Monday, March 19 was the deadline for compliance with the Labour Relations Board’s cease-and-desist order, but that was not what was on the mind of union leaders. On the Saturday before, Building Trades Council President Roy Gauthier exhorted a gathering of 2,000 members and supporters to “be down here Monday morning”.  A thousand or more of them answered the call, on a day when the on-site confrontation peaked (this was described in ICBA 50 #1 HERE). Hundreds of protestors began arriving at dawn, with representatives from virtually every union in the city.

The tone, as least as set by union leaders, was initially somewhat measured. “We’ll obey the law but there will be passive resistance,” Gauthier said, as he walked across the site. “There will be no violence, no provocation.” Al McMurray, secretary-treasurer of the Building Trades Council, was a little more equivocal: “Generally speaking, we do not condone violence nor trespass, arson, thievery, anything like that.
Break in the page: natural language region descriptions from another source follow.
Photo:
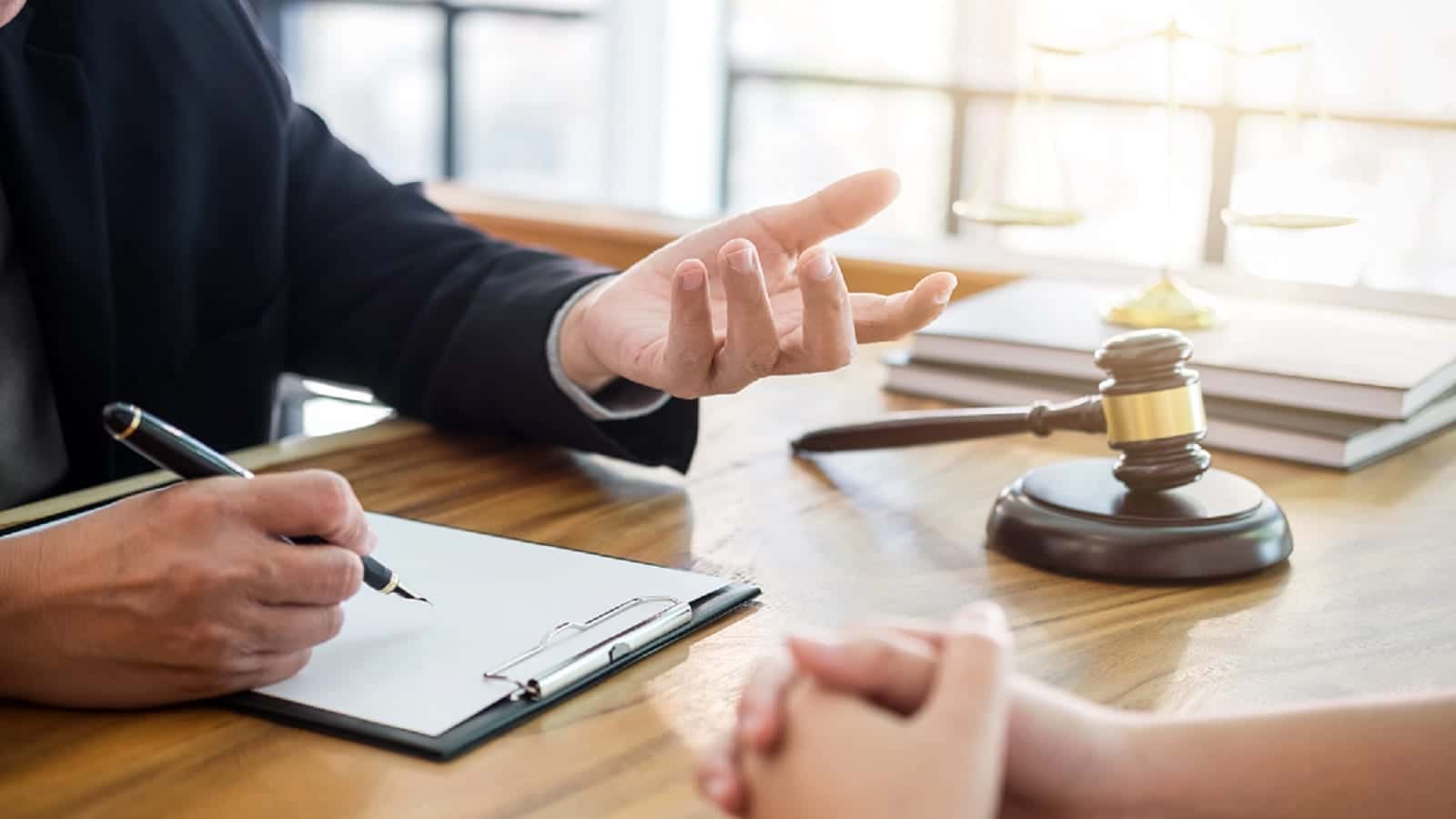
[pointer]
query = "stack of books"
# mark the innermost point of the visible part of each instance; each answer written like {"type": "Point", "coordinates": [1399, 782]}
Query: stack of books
{"type": "Point", "coordinates": [1327, 385]}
What we have here is a passive demonstration.”

Those words were quickly eaten as the unions turned the temperature up.

Two vehicles attempted to enter the site, one belonging to Ewald Rempel of Rempel Bros. Concrete, a Kerkhoff sub-contractor, and one belonging to Kerkhoff Construction itself. They were surrounded by angry mobs of picketers, who aggressively confronted the occupants with taunts and abuse, and were eager to do damage. Rempel was pelted with a mix of “rotten meat, eggs and human waste,” as reported by The Vancouver Sun, and had to be escorted to safety by the police.
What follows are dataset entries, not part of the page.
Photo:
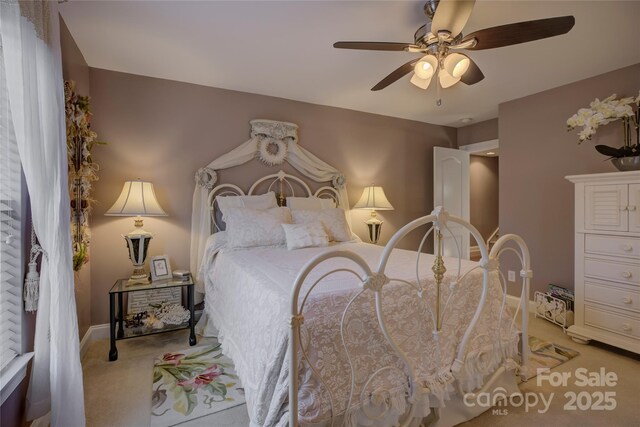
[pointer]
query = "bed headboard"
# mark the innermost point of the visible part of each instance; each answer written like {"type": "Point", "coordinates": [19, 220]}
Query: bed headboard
{"type": "Point", "coordinates": [282, 183]}
{"type": "Point", "coordinates": [272, 143]}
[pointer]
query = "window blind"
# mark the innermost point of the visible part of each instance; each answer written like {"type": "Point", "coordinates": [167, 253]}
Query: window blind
{"type": "Point", "coordinates": [10, 233]}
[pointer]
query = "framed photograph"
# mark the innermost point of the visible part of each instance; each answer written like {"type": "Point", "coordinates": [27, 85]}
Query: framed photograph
{"type": "Point", "coordinates": [160, 268]}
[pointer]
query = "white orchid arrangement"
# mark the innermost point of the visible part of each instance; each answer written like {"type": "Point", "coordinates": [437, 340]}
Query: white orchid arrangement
{"type": "Point", "coordinates": [604, 112]}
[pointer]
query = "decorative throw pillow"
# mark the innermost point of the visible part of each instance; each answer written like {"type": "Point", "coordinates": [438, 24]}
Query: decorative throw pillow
{"type": "Point", "coordinates": [248, 228]}
{"type": "Point", "coordinates": [333, 220]}
{"type": "Point", "coordinates": [309, 203]}
{"type": "Point", "coordinates": [305, 235]}
{"type": "Point", "coordinates": [262, 201]}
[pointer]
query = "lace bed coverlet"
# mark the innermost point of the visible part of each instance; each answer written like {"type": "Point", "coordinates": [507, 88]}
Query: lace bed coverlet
{"type": "Point", "coordinates": [248, 300]}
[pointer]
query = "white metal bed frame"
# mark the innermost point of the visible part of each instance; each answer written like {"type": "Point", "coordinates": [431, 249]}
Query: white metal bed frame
{"type": "Point", "coordinates": [375, 281]}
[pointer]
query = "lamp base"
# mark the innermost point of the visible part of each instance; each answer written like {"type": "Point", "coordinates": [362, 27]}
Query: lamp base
{"type": "Point", "coordinates": [375, 226]}
{"type": "Point", "coordinates": [138, 245]}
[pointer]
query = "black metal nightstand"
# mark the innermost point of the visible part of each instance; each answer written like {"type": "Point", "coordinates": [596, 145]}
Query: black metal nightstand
{"type": "Point", "coordinates": [116, 311]}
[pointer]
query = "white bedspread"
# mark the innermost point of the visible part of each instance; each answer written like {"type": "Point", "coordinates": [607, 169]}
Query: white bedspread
{"type": "Point", "coordinates": [247, 299]}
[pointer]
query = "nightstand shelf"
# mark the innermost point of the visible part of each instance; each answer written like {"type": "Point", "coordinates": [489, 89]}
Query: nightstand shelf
{"type": "Point", "coordinates": [118, 330]}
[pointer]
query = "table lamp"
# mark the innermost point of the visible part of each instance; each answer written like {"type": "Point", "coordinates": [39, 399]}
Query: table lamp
{"type": "Point", "coordinates": [373, 198]}
{"type": "Point", "coordinates": [137, 199]}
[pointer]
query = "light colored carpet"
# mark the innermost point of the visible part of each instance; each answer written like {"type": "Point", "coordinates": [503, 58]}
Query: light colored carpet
{"type": "Point", "coordinates": [119, 393]}
{"type": "Point", "coordinates": [546, 355]}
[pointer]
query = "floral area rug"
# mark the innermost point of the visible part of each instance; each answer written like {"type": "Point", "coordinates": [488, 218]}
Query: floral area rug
{"type": "Point", "coordinates": [193, 383]}
{"type": "Point", "coordinates": [546, 355]}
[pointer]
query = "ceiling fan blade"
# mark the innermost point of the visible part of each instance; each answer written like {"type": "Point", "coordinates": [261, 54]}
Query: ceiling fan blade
{"type": "Point", "coordinates": [520, 32]}
{"type": "Point", "coordinates": [473, 74]}
{"type": "Point", "coordinates": [452, 16]}
{"type": "Point", "coordinates": [372, 45]}
{"type": "Point", "coordinates": [399, 72]}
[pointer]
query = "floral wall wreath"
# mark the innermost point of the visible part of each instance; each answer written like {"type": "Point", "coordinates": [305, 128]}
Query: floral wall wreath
{"type": "Point", "coordinates": [82, 169]}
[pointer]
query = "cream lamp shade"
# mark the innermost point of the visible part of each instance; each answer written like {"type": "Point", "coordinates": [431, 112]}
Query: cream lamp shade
{"type": "Point", "coordinates": [373, 198]}
{"type": "Point", "coordinates": [138, 199]}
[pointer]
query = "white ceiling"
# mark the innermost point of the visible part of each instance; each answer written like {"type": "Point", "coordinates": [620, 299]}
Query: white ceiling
{"type": "Point", "coordinates": [284, 49]}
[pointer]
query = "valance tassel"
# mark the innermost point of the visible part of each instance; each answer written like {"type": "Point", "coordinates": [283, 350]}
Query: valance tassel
{"type": "Point", "coordinates": [32, 281]}
{"type": "Point", "coordinates": [31, 285]}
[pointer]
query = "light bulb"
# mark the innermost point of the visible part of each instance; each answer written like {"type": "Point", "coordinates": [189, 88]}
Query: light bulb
{"type": "Point", "coordinates": [421, 83]}
{"type": "Point", "coordinates": [426, 67]}
{"type": "Point", "coordinates": [456, 64]}
{"type": "Point", "coordinates": [446, 79]}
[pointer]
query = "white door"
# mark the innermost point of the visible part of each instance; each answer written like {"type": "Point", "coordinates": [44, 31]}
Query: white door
{"type": "Point", "coordinates": [451, 190]}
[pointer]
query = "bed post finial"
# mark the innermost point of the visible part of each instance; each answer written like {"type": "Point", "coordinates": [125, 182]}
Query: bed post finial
{"type": "Point", "coordinates": [438, 272]}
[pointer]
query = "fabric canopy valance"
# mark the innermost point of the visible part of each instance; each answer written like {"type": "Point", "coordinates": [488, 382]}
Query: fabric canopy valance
{"type": "Point", "coordinates": [273, 143]}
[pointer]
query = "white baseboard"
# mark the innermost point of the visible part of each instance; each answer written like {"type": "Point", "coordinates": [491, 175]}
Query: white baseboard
{"type": "Point", "coordinates": [93, 334]}
{"type": "Point", "coordinates": [514, 302]}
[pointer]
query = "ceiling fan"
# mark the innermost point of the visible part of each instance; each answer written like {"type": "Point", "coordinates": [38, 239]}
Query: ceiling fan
{"type": "Point", "coordinates": [441, 39]}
Gauthier would later acknowledge that the crowd was beyond control: “I don’t know what will turn those people off at this point in time.” At the end of the volatile and troubling day – a powder keg situation as BCTV described it – the site remained besieged, and the contractors who had a legal right to be working on it had been repelled again.
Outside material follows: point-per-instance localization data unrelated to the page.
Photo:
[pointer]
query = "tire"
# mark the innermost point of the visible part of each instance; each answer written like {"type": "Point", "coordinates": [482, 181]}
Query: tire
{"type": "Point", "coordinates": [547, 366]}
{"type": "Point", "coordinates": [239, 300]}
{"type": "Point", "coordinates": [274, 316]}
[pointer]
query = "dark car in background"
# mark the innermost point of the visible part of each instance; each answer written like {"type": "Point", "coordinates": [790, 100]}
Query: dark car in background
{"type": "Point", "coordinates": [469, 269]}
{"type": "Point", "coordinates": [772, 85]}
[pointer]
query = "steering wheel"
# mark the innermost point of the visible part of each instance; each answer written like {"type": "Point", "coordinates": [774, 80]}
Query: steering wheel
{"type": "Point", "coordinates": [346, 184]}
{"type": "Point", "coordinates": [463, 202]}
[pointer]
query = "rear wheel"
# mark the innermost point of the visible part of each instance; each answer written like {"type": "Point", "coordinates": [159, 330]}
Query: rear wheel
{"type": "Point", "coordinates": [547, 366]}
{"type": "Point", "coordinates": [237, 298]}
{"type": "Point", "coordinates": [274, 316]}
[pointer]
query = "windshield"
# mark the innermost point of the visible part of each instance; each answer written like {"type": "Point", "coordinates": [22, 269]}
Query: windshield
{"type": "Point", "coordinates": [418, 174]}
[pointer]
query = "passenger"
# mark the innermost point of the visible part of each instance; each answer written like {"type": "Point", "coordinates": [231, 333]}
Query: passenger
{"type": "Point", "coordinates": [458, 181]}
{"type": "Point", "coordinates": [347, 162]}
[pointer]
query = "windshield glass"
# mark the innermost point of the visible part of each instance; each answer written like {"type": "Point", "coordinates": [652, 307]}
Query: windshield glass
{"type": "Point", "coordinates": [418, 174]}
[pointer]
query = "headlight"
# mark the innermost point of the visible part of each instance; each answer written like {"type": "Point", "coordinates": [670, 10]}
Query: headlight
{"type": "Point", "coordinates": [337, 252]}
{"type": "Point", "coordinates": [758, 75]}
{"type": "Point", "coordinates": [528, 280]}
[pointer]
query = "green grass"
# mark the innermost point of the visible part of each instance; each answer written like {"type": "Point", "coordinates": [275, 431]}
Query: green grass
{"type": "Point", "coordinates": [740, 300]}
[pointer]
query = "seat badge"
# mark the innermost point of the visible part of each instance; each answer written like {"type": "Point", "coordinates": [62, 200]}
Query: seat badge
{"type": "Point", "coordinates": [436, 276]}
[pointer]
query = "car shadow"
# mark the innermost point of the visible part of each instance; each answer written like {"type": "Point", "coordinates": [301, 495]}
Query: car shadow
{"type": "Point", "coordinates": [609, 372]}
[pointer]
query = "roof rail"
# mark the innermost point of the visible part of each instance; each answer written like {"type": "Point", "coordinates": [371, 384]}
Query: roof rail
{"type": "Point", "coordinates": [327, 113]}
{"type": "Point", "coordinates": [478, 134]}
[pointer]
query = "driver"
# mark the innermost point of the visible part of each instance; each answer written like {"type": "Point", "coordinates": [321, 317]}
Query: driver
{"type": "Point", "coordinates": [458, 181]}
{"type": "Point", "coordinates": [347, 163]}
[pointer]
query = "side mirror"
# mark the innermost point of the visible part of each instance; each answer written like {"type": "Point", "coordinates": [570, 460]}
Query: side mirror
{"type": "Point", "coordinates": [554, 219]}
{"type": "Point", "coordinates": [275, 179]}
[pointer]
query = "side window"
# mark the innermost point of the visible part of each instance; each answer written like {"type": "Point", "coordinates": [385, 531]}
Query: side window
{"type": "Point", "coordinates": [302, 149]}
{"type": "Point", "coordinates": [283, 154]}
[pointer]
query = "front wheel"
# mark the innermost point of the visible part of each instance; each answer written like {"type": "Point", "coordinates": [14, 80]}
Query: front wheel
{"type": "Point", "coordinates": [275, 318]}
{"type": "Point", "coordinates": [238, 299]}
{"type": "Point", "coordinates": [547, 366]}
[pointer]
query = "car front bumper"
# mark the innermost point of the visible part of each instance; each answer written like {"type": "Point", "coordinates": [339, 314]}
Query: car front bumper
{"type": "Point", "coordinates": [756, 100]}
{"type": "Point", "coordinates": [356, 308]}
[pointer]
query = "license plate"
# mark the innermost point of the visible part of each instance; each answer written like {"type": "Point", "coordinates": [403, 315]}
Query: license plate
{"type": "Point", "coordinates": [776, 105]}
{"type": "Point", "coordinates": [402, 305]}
Picketing also spilled over to other Kerkhoff construction projects during the Pennyfarthing dispute, at which times the determination and commitment of open shop employees was on full display. Some 50 picketers showed up at a Kerkhoff armoury project in Kamloops one day, aggressively blocking access and demanding identification from people wanting to cross. “Because you guys priced yourselves out of work doesn’t mean that I’m not gonna go to work,” one non-union employee told them from behind the wheel of his vehicle. “I’m gonna get in there I just don’t know how.” The picketers told another employee that they’re there to help him, to which he replies simply, “No, I don’t think you are.” Bill Kerkhoff and his employees also endured a broken office window and obscene telephone calls. His project files still contain an anonymous note threatening that the rock through his window would soon by followed by a bomb in his home, although Kerkhoff said he never took such threats seriously.

“I still like to think we live in a reasonably civilized country,” he says, “even though you question it.”